E.g. 1:1 risk reward ratio with 70% success rate over 100 trades will give you 70 wins and 30 losses. So over all 40 profits after 100 trades.
i think its right time to ask, what's your thought process for getting into high probablity setups. if you lets us know, i think it will benefit many of us.
 

nil.nik.9777

Well-Known Member
i think its right time to ask, what's your thought process for getting into high probablity setups. if you lets us know, i think it will benefit many of us.
I am not much expert but as per my experience,
High probability setups have higher success rates so these setups will also have low rewards associated i.e. have higher risk to reward ratio.

So yes, you can get into such setups as chances of winning are more provided you select correct target and stop losses as per RR

Betting higher rewards means lower risk to reward ratio e.g. 1:3 on such high probability trade will result into losses.
 

nil.nik.9777

Well-Known Member
b4 tking trd hw wud v knw dat it'd giv 1:1,1:2 or 1:3 @nil.nik.9777 @GENIETRADE
It depends if you are trading in the direction of trade or opposite.

E.g. if you are trading the stock which is clear uptrend and uptrend in just started then you can buy the stock and can expect 1:2 or 1:3 risk rewards.

But if stock is in the top of uptrend then you know that it will come down for small amount before going much higher, you can short at top for small down move with very high risk rewards like 1:1 or 1:0.5


These two are just examples i have seen, there are many more.
So it all depends on your risk tolerance money management and what your trade system is indicating.
 

GENIETRADE

Well-Known Member
The only killer in the market is hesitancy to take a loss. The odds of a trade is positioned against us always and everytime. For example, you get in a position at 26000 mark and get out same at 26000, you will become poorer by some few hundreds because of the cost of the trade. We know that we need to get out of trade, if it moves against us. But somehow we donot like to close the trade when it moves against us. But by EOD, we kick ourselves for not closing the trade in predetermined stop. This is to be addressed first.

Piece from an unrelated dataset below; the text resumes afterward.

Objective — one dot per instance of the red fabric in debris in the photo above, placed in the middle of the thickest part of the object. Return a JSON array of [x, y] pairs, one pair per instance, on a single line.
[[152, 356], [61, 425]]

If you repeatedly fail to close the trade at SL, it is a serious problem. Whatever the justification you may give for holding a loosing trade, you are wrong.

Look at the trade position size, to assess the burden of loss in a loosing trade. If it is bigger than what you are prepared to loose, fix it immediately. Otherwise you are likely to be addicted to random rewards of the market and eventually you are likely to fail.